Housing & servicesHousing & services

Access to basic sanitation

Author/s: Katharine Hall & Lori Lake
Date: November 2018

Definition

This indicator shows the number and percentage of children living in households with basic sanitation. Adequate toilet facilities are used as proxy for basic sanitation. This includes flush toilets and ventilated pit latrines that dispose of waste safely and that are within or near a house. Inadequate toilet facilities include pit latrines that are not ventilated, chemical toilets, bucket toilets, or no toilet facility at all.

Data


Data Source Statistics South Africa (2003 - 2018) General Household Survey 2002 - 2017. Pretoria, Cape Town: Statistics South Africa.
Analysis by Katharine Hall & Winnie Sambu, Children’s Institute, University of Cape Town.
Notes
  1. Children are defined as persons aged 0 – 17 years.
  2. Population numbers have been rounded off to the nearest thousand.
  3. Sample surveys are always subject to error, and the proportions simply reflect the mid-point of a possible range. The confidence intervals (CIs) indicate the reliability of the estimate at the 95% level. This means that, if independent samples were repeatedly taken from the same population, we would expect the proportion to lie between upper and lower bounds of the CI 95% of the time. The wider the CI, the more uncertain the proportion. Where CIs overlap for different sub-populations or time periods we cannot be sure that there is a real difference in the proportion, even if the mid-point proportions differ. CIs are represented in the bar graphs by vertical lines at the top of each bar.
A basic sanitation facility was defined in the government’s Strategic Framework for Water Services as the infrastructure necessary to provide a sanitation facility which is “safe, reliable, private, protected from the weather and ventilated, keeps smells to a minimum, is easy to keep clean, minimises the risk of the spread of sanitation-related diseases by facilitating the appropriate control of disease carrying flies and pests, and enables safe and appropriate treatment and/or removal of human waste and wastewater in an environmentally sound manner”.1

Adequate sanitation prevents the spread of disease and promotes health through safe and hygienic waste disposal. To do this, sanitation systems must break the cycle of disease. For example the toilet lid and fly screen in a ventilated pit latrine stop flies reaching human faeces and spreading disease.
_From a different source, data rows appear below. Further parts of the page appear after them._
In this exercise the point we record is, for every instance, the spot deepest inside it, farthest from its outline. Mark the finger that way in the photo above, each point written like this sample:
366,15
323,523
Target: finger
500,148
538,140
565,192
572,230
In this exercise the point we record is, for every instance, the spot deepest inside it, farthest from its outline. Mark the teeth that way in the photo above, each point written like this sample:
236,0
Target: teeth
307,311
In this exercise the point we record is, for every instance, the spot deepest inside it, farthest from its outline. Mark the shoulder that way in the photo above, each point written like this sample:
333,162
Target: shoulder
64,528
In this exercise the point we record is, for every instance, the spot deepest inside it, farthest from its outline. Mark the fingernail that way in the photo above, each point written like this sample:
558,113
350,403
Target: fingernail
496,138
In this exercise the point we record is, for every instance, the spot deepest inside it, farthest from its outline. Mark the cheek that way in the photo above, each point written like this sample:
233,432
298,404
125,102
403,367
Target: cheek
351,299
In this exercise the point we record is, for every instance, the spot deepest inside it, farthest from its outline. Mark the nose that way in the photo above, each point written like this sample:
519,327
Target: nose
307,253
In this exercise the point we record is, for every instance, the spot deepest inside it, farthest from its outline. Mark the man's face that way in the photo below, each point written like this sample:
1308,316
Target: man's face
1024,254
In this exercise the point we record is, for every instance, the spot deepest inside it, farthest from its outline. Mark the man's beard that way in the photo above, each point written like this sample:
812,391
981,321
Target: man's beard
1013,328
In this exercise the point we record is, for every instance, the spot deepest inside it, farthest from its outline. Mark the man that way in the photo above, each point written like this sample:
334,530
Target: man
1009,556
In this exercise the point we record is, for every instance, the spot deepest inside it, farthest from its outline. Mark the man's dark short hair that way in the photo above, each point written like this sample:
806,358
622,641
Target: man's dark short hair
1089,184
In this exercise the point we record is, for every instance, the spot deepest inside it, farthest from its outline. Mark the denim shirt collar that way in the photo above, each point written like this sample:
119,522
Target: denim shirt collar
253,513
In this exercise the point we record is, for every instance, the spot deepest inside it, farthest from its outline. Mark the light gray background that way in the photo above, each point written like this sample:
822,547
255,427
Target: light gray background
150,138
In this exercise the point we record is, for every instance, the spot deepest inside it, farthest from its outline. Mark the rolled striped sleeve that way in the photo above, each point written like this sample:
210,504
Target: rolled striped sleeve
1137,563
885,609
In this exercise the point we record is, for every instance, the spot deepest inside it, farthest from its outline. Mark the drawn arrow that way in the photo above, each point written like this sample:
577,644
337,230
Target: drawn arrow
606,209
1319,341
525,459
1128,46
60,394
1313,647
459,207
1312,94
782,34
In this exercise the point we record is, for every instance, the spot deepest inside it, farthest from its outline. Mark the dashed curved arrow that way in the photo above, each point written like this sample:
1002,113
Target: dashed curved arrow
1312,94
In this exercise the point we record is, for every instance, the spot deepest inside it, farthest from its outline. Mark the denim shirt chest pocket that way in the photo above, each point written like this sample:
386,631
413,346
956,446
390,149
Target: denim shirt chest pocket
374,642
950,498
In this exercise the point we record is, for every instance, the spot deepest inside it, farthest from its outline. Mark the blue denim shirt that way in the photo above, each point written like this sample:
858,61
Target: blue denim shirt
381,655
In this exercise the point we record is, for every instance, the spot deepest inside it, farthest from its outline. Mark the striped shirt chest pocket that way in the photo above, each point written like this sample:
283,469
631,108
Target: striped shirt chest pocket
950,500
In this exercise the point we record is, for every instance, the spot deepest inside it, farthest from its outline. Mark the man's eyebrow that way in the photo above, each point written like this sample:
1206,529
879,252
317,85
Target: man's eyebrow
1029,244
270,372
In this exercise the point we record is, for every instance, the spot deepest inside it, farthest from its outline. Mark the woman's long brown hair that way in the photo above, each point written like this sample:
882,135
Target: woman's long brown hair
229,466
Good sanitation is not simply about access to a particular type of toilet. It is equally dependent on the safe use and maintenance of that technology; otherwise toilets break down, smell bad, attract insects and spread germs.

Good sanitation is essential for safe and healthy childhoods. It is very difficult to maintain good hygiene without water and toilets. Poor sanitation is associated with diarrhoea, cholera, malaria, bilharzia, worm infestations, eye infections and skin disease. These illnesses compromise children’s health and nutritional status. Using public toilets and the open veld (fields) can also put children in physical danger. The use of the open veld and bucket toilets is also likely to compromise water quality in the area and to contribute to the spread of disease. Poor sanitation undermines children’s health, safety and dignity.

The data show a gradual and significant improvement in children’s access to sanitation over the 16-year period 2002 – 2017, although the proportion of children without adequate toilet facilities remains worryingly high. In 2002, less than half of all children (46%) had access to adequate sanitation. By 2017, the share of children with adequate toilets had risen by 32 percentage points to 78%. But 3.2 million children still use unventilated pit latrines or buckets despite the state’s reiterated goals to provide adequate sanitation to all and to eradicate the bucket system. Children (22%) are slightly more likely than adults (19%) to live in households without adequate sanitation facilities.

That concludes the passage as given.